Затем у нее появились какие-то обязанности. Маруся заказывала афиши. Организовывала положительные рецензии в местных газетах. И даже вела бухгалтерию, что не требовало особого профессионализма. Ведь ей приходилось только складывать и умножать.
До ее появления Разудалов конферировал сам. Ему нравилось беседовать со зрителями, особенно в провинции. Он, например, говорил, предваряя свое выступление:
— У некоторых певцов красивый голос. А некоторые, как говорится, поют душой. Так вот, голоса у меня нет...
Далее следовала короткая пауза.
— И души тоже нет...
Под смех и аплодисменты Разудалов заканчивал:
— Чем пою — сам удивляюсь!..
Постепенно Марусе стали доверять обязанности ведущего. Маруся заказала себе три концертных платья. Научилась грациозно двигаться по сцене. В ее голосе зазвучали чистые пионерские ноты.

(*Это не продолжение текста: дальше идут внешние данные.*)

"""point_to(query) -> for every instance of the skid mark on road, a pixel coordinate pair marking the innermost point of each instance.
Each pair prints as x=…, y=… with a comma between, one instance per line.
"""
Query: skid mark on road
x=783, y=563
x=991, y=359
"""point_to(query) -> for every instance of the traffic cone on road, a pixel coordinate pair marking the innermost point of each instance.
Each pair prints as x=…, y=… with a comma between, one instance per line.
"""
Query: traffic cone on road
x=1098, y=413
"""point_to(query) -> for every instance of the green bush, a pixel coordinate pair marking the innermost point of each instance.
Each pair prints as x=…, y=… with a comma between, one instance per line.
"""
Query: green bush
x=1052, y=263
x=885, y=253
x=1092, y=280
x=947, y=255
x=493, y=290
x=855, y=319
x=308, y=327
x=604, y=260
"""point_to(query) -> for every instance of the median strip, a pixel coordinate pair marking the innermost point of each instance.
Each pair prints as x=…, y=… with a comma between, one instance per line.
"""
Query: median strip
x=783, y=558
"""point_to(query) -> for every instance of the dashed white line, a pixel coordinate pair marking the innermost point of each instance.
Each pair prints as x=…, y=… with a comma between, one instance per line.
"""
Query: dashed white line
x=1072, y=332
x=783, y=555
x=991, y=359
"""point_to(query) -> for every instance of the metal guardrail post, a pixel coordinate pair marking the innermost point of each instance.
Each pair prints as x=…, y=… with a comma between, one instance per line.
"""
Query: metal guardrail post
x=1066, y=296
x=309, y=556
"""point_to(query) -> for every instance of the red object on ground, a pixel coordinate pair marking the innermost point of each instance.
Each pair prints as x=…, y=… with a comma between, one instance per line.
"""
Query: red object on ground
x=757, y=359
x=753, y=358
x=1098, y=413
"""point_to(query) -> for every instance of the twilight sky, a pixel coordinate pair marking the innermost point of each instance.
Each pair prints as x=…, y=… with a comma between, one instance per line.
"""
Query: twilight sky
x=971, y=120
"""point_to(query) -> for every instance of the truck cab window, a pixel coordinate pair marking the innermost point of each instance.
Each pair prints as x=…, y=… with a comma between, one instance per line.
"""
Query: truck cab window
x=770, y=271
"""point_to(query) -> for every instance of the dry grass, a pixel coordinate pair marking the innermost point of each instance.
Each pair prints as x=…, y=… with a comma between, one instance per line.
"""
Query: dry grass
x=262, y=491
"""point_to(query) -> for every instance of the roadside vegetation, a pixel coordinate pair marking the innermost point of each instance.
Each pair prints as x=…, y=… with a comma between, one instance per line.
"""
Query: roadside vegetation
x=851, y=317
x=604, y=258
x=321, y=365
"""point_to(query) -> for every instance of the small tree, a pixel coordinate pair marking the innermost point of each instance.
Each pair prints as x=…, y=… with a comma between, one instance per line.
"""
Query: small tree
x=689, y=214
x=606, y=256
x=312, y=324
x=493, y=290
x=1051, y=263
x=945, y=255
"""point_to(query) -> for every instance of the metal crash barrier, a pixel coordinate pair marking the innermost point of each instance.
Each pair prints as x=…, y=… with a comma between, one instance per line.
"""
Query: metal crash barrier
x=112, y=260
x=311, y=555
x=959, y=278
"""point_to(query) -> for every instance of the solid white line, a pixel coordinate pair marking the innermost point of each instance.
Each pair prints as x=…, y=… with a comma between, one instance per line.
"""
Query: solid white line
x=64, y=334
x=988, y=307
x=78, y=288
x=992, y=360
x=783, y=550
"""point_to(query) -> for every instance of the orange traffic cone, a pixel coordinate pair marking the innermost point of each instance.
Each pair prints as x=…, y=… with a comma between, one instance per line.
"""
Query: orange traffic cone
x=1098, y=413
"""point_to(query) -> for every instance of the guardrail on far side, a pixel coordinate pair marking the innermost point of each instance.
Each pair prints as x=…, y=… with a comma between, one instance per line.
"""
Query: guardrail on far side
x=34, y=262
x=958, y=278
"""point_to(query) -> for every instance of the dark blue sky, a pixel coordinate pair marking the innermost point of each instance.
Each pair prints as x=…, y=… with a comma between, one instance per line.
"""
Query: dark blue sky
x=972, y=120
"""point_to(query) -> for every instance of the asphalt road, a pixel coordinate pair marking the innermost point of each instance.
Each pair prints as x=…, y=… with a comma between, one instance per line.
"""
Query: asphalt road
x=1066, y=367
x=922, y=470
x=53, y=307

Маруся стремительно появлялась из-за кулис. Замирала, ослепленная лучами прожекторов. Окидывала первые ряды сияющим взглядом. И наконец выкрикивала:
— У микрофона — лауреат Всесоюзного конкурса артистов эстрады — Бронислав Разудалов!
Затем роняла голову, подавленная величием минуты...
Концерты Разудалова проходили с неизменным успехом. Репертуар у него был современный, камерный. В его песнях доминировала нота сдержанной интимности. Звучало это все примерно так:
Ты сказала — нет,
Я услышал — да...
Затерялся след у того пруда.
Ты сказала — да,
Я услышал — нет...
И тому подобное.
Разудалов был веселым человеком. Он зарабатывал на жизнь теми эмоциями, которыми другие люди выражают чувство безграничной радости и полного самозабвения. Он пел, танцевал и выкрикивал разные глупости. За это ему хорошо платили.
Вскоре, однако, Маруся заметила, что жизнелюбие Разудалова простирается слишком далеко. Она начала подозревать его в супружеских изменах. И не без оснований.
Она находила в его карманах пудреницы и шпильки. Обнаруживала на его рубашках следы помады. Вытаскивала из дорожного несессера синтетические колготки. И наконец, застала однажды в его гримуборной совершенно раздетую чревовещательницу Кисину.
В тот день она избила мужа нотным пюпитром. Через двадцать минут Разудалов появился на сцене в темных очках. Левая рука его безжизненно висела.
На Марусины попреки Разудалов отвечал каким-то идиотским смехом. Он не совсем понимал, в чем дело. Он говорил:
— Мария, это несерьезно! Я думал, ты культурная, мыслящая женщина без предрассудков...
Разудалов оставался верен своему жизнелюбию, зато научился лгать. От беспрерывной лжи у него появилось заикание. На сцене оно пропадало.
Он лгал теперь без всякого повода. Он лгал даже в тех случаях, когда это было нелепо. На вопрос: «Который час?» — он реагировал уклончиво.
Друзья шутили:
— Разудалов хочет трахнуть все, что движется...
Теперь уже от ревности страдала Маруся. Поджидала мужа ночами. Грозила ему разводом. А главное, не могла понять, зачем он это делает? Ведь она так сильно и бескорыстно его любила!..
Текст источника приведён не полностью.